AVP acts on V1 receptors located on vascular smooth muscle leading to vasoconstriction, and therefore therapy with AVP/TP may put the patients at a higher risk for developing tissue ischemia [9]. In adults, RCTs showed a trend towards developing tissue ischemia with AVP/TP therapy [35, 36]. Our meta-analysis found high event rates for tissue ischemia among AVP/TP-treated patients.

The vasoactive score has previously been shown to be associated with morbidity and mortality in PICUs [37, 38], and also has been associated with improvement in length of stay in the PICU [38]. Although AVP/TP treatment resulted in lower vasoactive scores, it did not significantly reduce clinically important outcomes such as mortality and the length of stay in the PICU.

Our analysis found a significant increase in MAP and a decrease in HR, in line with previous reports. These effects may be attributed to the mechanism by which AVP/TP causes vasoconstriction, and to the decreased sensitivity of vascular smooth muscle to catecholamines in refractory shock [37-39]. However, this did not seem to translate into a meaningful improvement in clinically significant outcomes.

Unfortunately, most of the studies included in our meta-analysis did not address the mechanism of shock and did not report on performing echocardiography during the study period, and, consequently, may have included patients with different mechanisms of shock. In light of the absence of information regarding ventricular function in most of the studies identified, and the fact that the outcome of neonatal and pediatric shock relies on ventricular function, we were unable to assess the relationship between the mechanism of shock and goal of treatment and the effectiveness of AVP/TP. As AVP and TP do not possess inotropic properties they are far less likely to be of use in states of shock where ventricular dysfunction is present.
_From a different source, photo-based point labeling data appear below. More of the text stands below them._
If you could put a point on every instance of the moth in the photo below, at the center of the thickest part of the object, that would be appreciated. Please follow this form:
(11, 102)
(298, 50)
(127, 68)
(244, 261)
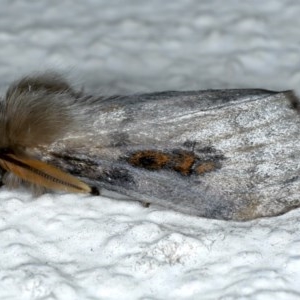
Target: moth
(221, 154)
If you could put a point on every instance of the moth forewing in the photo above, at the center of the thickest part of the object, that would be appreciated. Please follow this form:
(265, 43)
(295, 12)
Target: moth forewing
(223, 154)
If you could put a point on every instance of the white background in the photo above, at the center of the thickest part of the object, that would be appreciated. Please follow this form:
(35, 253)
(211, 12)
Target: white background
(77, 247)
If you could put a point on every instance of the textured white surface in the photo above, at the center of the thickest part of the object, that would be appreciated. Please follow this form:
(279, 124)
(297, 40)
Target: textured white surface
(71, 247)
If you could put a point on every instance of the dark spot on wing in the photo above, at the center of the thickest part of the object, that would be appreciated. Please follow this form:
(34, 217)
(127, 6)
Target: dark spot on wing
(181, 161)
(149, 159)
(117, 176)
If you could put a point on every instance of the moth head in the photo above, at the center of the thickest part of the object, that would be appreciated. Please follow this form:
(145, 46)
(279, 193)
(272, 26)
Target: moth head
(36, 111)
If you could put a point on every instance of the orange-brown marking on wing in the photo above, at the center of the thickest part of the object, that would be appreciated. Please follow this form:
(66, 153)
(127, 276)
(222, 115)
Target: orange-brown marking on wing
(184, 162)
(205, 167)
(149, 159)
(42, 174)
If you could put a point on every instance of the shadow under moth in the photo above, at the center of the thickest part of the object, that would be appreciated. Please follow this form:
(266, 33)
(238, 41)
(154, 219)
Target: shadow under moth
(222, 154)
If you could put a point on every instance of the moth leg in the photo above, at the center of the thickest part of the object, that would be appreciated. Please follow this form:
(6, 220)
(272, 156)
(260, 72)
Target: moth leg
(11, 181)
Additionally, the meta-analysis included studies with children of different ages. As scarce high-quality literature exists regarding the use of AVP/TP in neonates and children with refractory shock, a separate statistical analysis for neonates and children was not feasible. Our results are therefore limited by the nature of the available studies, as there may be difference between neonates and older children, and between different types of shock, regarding the mechanism of shock compensation and drug doses, as well as the potential for adverse effects. For example, the presence of DIC in refractory shock is probably higher than less severe types of shock, and AVP/TP is more likely to provide benefit in vasodilatory shock compared to cardiogenic shock [40].

Conclusion

The results of our analysis emphasize the lack of observed benefit for AVP/TP in terms of mortality, as well as a possible association with ischemic events. While the data available on this topic are limited, and the possibility of a small benefit cannot be ruled out, our trial sequential analysis suggests that further studies are unlikely to demonstrate an improvement in mortality; however, more studies would be necessary to demonstrate this conclusively. Additionally, further studies of AVP/TP incorporating an evaluation of the mechanism of shock could enhance our understanding of the clinical utility of AVP/TP for specific types of shock.

We believe these findings are quite important, as they can both inform current practitioners as to the best available evidence regarding the efficacy and safety of these agents.